I woke up in a hospital bed with the sunlight streaming down on my shackled, cast-encased arm. Seeing me regaining consciousness, a black nurse dressed in blinding starchy white rapidly walked across the ward floor to my bedside. As a bulky white police guard looked on, the nurse whispered in my ear, “Martin Luther King is dead.” Now death was also stalking me, and I started to hyperventilate.

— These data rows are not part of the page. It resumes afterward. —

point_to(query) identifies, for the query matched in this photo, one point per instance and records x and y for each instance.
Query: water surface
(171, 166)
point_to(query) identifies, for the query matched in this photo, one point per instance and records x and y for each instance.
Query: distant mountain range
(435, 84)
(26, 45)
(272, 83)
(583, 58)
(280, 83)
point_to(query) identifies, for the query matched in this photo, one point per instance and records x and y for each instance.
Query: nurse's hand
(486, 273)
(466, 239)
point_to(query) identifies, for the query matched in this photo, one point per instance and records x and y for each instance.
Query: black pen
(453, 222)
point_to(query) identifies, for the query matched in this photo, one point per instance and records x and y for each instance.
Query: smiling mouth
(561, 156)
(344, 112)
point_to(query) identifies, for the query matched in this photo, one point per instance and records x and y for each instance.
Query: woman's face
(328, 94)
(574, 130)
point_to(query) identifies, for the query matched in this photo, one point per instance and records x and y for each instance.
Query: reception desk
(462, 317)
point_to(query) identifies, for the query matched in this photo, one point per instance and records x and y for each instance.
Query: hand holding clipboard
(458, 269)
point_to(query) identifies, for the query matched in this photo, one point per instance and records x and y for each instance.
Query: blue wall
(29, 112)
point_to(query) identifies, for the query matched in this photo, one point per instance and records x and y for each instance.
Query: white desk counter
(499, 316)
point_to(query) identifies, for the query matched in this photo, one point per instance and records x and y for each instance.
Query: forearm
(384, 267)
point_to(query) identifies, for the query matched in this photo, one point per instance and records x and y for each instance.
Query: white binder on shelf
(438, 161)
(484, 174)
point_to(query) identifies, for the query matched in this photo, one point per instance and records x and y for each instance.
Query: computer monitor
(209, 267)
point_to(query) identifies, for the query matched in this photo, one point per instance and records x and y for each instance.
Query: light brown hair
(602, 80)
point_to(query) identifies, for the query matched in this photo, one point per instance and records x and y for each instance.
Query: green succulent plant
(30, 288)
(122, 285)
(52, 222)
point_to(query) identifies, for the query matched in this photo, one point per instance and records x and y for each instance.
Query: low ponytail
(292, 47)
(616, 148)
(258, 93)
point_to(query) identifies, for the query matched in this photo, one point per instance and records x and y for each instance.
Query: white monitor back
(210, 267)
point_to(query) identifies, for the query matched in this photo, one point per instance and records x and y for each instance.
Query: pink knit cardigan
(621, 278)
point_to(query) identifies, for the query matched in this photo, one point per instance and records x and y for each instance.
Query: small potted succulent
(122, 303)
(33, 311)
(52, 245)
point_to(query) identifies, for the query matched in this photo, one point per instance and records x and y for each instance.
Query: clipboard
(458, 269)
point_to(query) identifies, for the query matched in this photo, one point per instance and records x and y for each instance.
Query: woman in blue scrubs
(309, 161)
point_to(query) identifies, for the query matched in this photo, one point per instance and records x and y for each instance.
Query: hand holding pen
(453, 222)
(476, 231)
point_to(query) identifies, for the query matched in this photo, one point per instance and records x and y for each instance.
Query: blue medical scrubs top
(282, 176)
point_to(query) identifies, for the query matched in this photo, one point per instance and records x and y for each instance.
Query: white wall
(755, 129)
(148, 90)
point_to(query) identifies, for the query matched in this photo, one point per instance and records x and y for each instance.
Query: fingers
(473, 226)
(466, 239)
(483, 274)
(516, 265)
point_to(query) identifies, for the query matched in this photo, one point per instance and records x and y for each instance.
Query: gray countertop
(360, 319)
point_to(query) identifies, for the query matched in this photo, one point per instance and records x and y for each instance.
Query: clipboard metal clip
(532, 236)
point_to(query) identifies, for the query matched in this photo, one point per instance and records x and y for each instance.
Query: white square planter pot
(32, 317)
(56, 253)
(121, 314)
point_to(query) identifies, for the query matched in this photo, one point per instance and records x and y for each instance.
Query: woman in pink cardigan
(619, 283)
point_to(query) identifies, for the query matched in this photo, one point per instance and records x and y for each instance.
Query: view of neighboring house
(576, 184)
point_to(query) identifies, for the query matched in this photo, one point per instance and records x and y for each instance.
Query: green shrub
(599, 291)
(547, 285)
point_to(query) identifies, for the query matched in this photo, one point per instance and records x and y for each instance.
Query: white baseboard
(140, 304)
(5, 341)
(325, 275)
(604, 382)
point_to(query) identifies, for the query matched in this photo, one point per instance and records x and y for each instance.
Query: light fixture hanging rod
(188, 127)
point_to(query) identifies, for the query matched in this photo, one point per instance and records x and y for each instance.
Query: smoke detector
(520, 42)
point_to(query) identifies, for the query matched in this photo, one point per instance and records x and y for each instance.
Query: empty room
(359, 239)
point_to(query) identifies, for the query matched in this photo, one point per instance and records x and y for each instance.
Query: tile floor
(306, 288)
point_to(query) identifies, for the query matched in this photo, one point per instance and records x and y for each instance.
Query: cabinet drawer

My experience at age 14 in 1968 leads me to conclude at age 54 in 2008 that no torture is justifiable. No one has the right to harm another human being. Information obtained though such barbaric methods cannot be trusted to be the truth. The amendments of 1789 to the Constitution through the Bill of Rights denounce personal violation at home. The Universal Declaration of Human Rights should extend those morals abroad.

Tom Gardner of Madison is a student in the Odyssey program at the UW-Madison.